|by David Hood|
Making McCloud’s verbal even more interesting is that he hails from the same Tampa area as fellow commits Deon Cain and Jake Fruhmorgen, meaning the Clemson coaches have once again dipped into Florida for talent. All three being from the same area means Clemson took three top talents (Cain is ranked No. 25, Fruhmorgen is 95th and McCloud is No. 150) out of the backyard of both Florida and Florida St.
How were they able to do that? You have to start by crediting Jeff Scott and Tampa-area recruiter Tony Elliott. Clemson has always recruited well in the Jacksonville area of Florida because Jeff Scott and Brad Scott have built some solid relationships in that part of Florida, and those relationships have paid off handsomely with players like C.J. Spiller.
However, Elliott is proving to be one of the nation’s top recruiters and his presence in the Tampa area has been a boon for the program. He snared wide receiver Artavis Scott out of Tampa during the last recruiting cycle – Clemson’s first get from that area in recent memory – and has now added three Top 300 players for the next recruiting cycle.
The Tigers have been known to reach into Florida and take some of that state’s best talent – Spiller, Jacoby Ford and Sammy Watkins are former Sunshine State standouts, while the current roster is dotted with Florida natives, including Mackensie Alexander, Jayron Kearse, Travis Blanks, Artavis Scott, Tavaris Barnes and Tony Steward.
Of course, Clemson’s success in reaching the players in the far reaches of Florida can also be credited to Spiller. Spiller picked Clemson – a shocker to some – in 2006 and helped Clemson to a No. 13 recruiting ranking, along with Ricky Sapp and Byron Maxwell.
Spiller’s presence didn’t pay immediate dividends – the Tigers finished 18th in 2007 (the Willy Korn and Marcus Gilchrist class), but the Tigers earned a No. 2 overall national ranking in 2008 with Da’Quan Bowers and Florida natives in Kyle Parker and Jamie Harper.

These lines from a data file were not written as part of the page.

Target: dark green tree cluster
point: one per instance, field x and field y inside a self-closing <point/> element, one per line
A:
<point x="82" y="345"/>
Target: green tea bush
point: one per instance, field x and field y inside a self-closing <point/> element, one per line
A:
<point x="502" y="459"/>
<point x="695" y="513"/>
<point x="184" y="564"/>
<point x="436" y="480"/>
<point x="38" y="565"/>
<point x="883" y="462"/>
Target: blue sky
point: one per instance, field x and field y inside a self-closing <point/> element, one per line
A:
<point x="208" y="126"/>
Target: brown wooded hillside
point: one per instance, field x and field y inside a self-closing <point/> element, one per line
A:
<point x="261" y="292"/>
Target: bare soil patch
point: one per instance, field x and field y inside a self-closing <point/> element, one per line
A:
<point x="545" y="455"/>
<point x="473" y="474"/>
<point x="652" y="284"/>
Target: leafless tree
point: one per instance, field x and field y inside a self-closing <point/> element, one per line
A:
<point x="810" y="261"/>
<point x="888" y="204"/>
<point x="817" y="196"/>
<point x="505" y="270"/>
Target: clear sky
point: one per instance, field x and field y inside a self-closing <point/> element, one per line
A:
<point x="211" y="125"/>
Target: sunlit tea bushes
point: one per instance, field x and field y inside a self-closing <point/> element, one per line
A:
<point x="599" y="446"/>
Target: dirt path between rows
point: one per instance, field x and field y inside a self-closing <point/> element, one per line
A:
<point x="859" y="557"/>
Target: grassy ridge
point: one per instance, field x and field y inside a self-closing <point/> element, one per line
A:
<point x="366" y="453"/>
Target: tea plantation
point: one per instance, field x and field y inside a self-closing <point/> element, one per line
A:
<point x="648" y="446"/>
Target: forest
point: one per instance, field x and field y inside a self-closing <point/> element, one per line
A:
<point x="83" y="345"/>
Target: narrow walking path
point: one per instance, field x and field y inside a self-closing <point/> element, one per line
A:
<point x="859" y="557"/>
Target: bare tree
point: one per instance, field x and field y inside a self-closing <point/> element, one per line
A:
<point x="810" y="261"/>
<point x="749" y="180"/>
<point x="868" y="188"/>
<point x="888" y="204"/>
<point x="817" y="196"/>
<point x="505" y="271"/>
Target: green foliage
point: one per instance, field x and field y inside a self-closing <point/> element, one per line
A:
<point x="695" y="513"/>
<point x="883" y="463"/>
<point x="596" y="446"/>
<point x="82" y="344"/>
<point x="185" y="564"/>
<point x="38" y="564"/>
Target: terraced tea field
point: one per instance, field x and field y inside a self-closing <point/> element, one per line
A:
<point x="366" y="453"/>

Many feel that Spiller didn’t get enough carries under then-offensive coordinator Rob Spence and then-head coach Tommy Bowden, and Spiller tallied just 45 carries in the first six games of 2009. Bowden was let go following a dismal 12-7 loss at Wake Forest, and Swinney vowed to get Spiller more touches and more involved in the offense. Spiller ended the year by getting 61 carries over the final six games, and the Spiller legend began to grow and young players in Florida began to take notice.
Clemson’s recruiting finished 19th in both 2009 and 2010, but a Florida native named Sammy Watkins helped a solid Clemson class earn a No. 8 national ranking in 2011, and the Tigers finished 10th nationally in 2012, 13th in 2013 and 12th in 2014.
As mentioned before, the Tigers have been able to dip into Florida for some if that state’s top talent, and whenever we’ve interviewed those top players as recruits, they’ve all mentioned that they first took notice of Clemson because of Spiller and then Watkins.
Who will the next great player out of Florida be for the Tigers? Who will be the one player that other Florida natives look to as a reason to attend Clemson? Kearse has the talent. Alexander has the attitude. Scott has the moves. Or, a Fruhmorgen could come in and change the way the players in the trenches look at Clemson. Cain could be an NFL-type talent. McCloud’s athleticism might lead the way.
The Tigers have extended offers to several of that state’s top talent for 2016, and Scott and Elliott and Dan Brooks (who took over the Ft. Myers area for Elliott) will continue to mine the state for potential gems. Enjoy the ride, because it’s probably just started.